Frustratingly frustrating

A month ago, I posted The Love Challenge, and challenging it has been. In retrospect, I should have named it differently… *wink* For these past weeks, I have been a holy mess. I’ve been sad, angry, sad again, even angrier, raging, frustrated, overwhelmed, fuming, wanting to punch everyone that was around, even more sad, and then there was cranky. I can handle sadness, I don’t like it and personally think that I have had my fair share of it already, but I am quite good at processing sadness. Anger feels more uncomfortable, yet I am slowly getting the hang of that too. Frustration, however, feels extremely off: so many things annoying me, and getting irritated over nothing really; it just sucks. Or better, I suck at it. Like a dog with a bone, I have trouble letting go, to the point that it is hilarious, and at some point, even I start laughing at myself. As much as I want to be my happy self again, I understand that this is part of the process. That I am birthing a new version of myself.

Have you ever seen a baby do something for the first time and then seemingly forget all about it for weeks when they try and try and try, getting more and more frustrated, until suddenly they do it perfectly and effortlessly? In the weeks before the ‘magical leap’, they go through a regression period in which they are cranky, clingy and crying. All of a sudden the baby’s world has changed and it leaves them bewildered and overwhelmed. They need time to adjust and be reassured that everything is al right. In his worldwide bestseller The Wonder Weeks (original title: Oei, Ik Groei), Frans Plooij describes the mental development of babies, which is a really great book for any (expecting) parent. Even though the book only speaks of 10 magical periods (7 when I was expecting my daughter), I have learned that it doesn’t stop there.
The other day, my happy-go-lucky daughter of 9 was getting more and more frustrated, she had been feeling off for two whole weeks and had had it. She said, I don’t know what is going on, but I cannot seem to find my happy self. So I told her not to worry, that her brain was going through a massive reorganization and that all would be fine again, soon. I told her that there will always be periods like these, that I am going through one myself too, that we need to be kind with ourselves and realize that we are doing our best, and that it will pass automatically. In The Wonder Weeks, Frans Plooij talks about helping the baby by doing specific games that help the baby understand the new world it perceives. For my daughter, at this stage, that means that I am open to new behavior and new perceptions, to her questions and unfolding desires. It doesn’t mean that anything goes, but it does mean that I will create more space for her and will do my utmost best to make her feel safe and heard. And that is what I give myself as well. I am open to anything that feels differently than before, I try even more than I normally do not to judge it, but question it with curiosity. At this point, it also means that I am allowing myself to feel frustrated, to love myself when I feel frustrated, to allow myself to feel a level of peace with myself even when I am venting that frustration, which is more often than I would like to admit. And that I allow myself to be compassionate with myself when I get frustrated over venting my frustration or being cranky in general.
I know where I am heading, and this step, although it being highly uncomfortable, makes perfect sense. I’ve seen glimpses of where I am heading already, had moments of clarity that were in completely alignment with it, but there is no arguing with nature: before the magical leap there is the regression. The regression or constriction, because it feels like regressing to a previous state and having a constricted awareness, is the brain and body catching up with our expanded awareness, so far as I can see. First, there is a new level of awareness, and next the body and brain need to align with that awareness in order for everything to function fluently and feel normal again. One could compare it with labor and birth: it’s messy and once the process is in motion, there is nothing you can do to stop it. You will have to move with it until the birth is complete, and so does the baby you’re birthing. You’re at the same time the mother birthing and the baby going through the birth channel. There is no telling how long it will take, or how it will play out, but the great news is that it will pass.

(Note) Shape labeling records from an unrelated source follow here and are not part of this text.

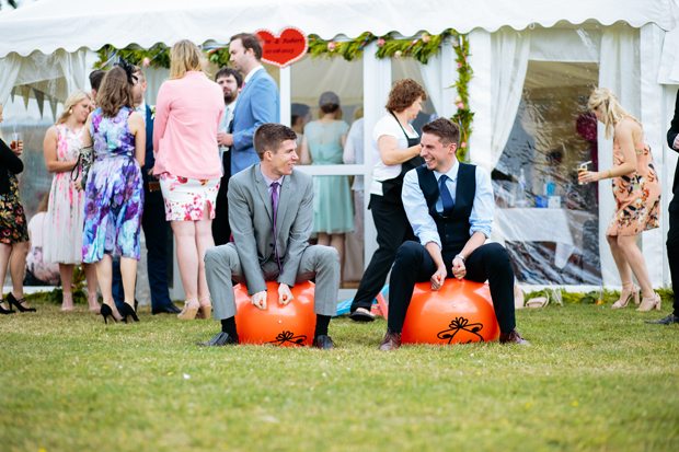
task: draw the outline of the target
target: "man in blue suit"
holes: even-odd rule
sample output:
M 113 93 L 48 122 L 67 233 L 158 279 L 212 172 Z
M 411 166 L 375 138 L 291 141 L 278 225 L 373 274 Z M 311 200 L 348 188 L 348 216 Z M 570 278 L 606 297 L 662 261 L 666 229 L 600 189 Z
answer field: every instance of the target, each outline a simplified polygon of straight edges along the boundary
M 280 123 L 280 94 L 262 66 L 262 44 L 256 35 L 233 36 L 229 53 L 231 62 L 245 78 L 233 112 L 232 134 L 225 139 L 227 146 L 231 146 L 231 176 L 234 176 L 260 163 L 252 138 L 261 125 Z
M 168 222 L 165 206 L 160 192 L 160 183 L 153 177 L 153 113 L 143 100 L 146 74 L 137 68 L 135 82 L 135 109 L 146 119 L 146 164 L 141 167 L 143 177 L 143 215 L 141 228 L 146 236 L 147 267 L 149 286 L 151 287 L 151 310 L 153 314 L 179 314 L 181 311 L 170 300 L 168 290 Z M 113 298 L 116 306 L 124 303 L 120 262 L 113 264 Z M 135 302 L 136 308 L 136 302 Z

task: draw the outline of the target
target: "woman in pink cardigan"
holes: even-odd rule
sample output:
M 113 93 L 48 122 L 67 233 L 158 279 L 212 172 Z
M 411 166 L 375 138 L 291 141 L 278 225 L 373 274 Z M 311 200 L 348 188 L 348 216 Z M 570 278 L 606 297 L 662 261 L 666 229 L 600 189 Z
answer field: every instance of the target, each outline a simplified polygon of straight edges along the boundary
M 217 131 L 225 101 L 221 88 L 207 78 L 205 58 L 192 42 L 172 46 L 170 60 L 170 78 L 160 88 L 156 105 L 153 174 L 160 178 L 186 292 L 179 317 L 209 318 L 212 305 L 203 258 L 215 246 L 212 219 L 222 175 Z

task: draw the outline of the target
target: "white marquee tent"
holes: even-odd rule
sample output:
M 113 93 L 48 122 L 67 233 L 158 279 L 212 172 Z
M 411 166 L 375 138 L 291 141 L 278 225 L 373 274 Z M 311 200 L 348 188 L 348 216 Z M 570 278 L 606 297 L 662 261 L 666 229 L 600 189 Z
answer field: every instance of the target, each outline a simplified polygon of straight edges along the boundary
M 470 65 L 474 70 L 470 105 L 475 112 L 470 141 L 472 163 L 488 171 L 497 166 L 520 109 L 522 92 L 528 88 L 530 63 L 551 65 L 549 77 L 539 82 L 545 89 L 557 83 L 561 74 L 575 77 L 573 65 L 595 65 L 594 84 L 612 88 L 644 124 L 656 166 L 661 169 L 663 211 L 667 211 L 676 153 L 667 148 L 664 137 L 674 113 L 675 84 L 679 83 L 679 69 L 675 67 L 679 68 L 679 59 L 675 63 L 677 46 L 664 43 L 679 40 L 675 33 L 668 33 L 676 27 L 678 16 L 672 0 L 430 0 L 419 4 L 410 0 L 39 0 L 0 13 L 0 102 L 5 103 L 13 90 L 30 95 L 26 86 L 39 83 L 50 82 L 51 92 L 60 98 L 73 89 L 83 89 L 91 70 L 88 49 L 97 50 L 105 44 L 149 48 L 183 38 L 197 44 L 223 44 L 235 33 L 258 28 L 277 32 L 290 25 L 325 39 L 354 38 L 367 31 L 415 36 L 423 31 L 437 34 L 452 27 L 470 33 Z M 392 61 L 373 57 L 376 51 L 375 44 L 368 45 L 362 58 L 366 130 L 371 130 L 383 115 L 383 101 L 395 70 L 395 62 L 392 69 Z M 454 93 L 445 90 L 457 77 L 451 46 L 444 45 L 426 67 L 418 66 L 437 113 L 451 116 L 456 111 Z M 544 66 L 533 63 L 531 68 Z M 295 83 L 289 68 L 280 71 L 278 81 L 281 118 L 286 118 L 290 85 Z M 369 139 L 367 134 L 367 144 Z M 372 161 L 369 146 L 366 161 Z M 599 161 L 602 167 L 611 161 L 610 141 L 601 132 Z M 370 170 L 370 164 L 304 169 L 313 174 L 364 175 L 367 184 Z M 608 195 L 609 187 L 601 184 L 600 192 Z M 600 197 L 599 247 L 603 282 L 615 285 L 617 271 L 602 236 L 612 202 L 610 196 Z M 666 216 L 663 219 L 664 228 L 643 236 L 654 285 L 668 282 L 663 257 Z M 366 215 L 368 259 L 376 247 L 370 221 L 370 215 Z M 510 229 L 503 230 L 500 224 L 498 239 L 508 240 L 516 232 Z M 573 246 L 573 242 L 565 245 Z

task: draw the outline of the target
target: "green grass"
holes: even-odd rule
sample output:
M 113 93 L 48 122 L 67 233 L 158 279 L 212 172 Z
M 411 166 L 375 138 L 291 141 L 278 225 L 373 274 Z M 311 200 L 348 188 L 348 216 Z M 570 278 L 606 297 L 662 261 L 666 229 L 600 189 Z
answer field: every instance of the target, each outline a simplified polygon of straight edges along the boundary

I am really curious what The Love Challenge has brought you? Has it allowed your awareness to shift, opened up new ways of being and doing, or perhaps if, like me, did you hit a regression period and were you wondering what the f%#* was going on. I would really love to hear from you. I know that for a lot of you, my stories feel highly personal and as such you feel a threshold to comment, but I want to invite you to do so anyway, as it might help others who are experiencing the same thing you are. After all these years of sharing my stories, I have learned that people feel massive relief when they read their own thoughts or experience reflected in the words of someone else. Your words have the power to heal.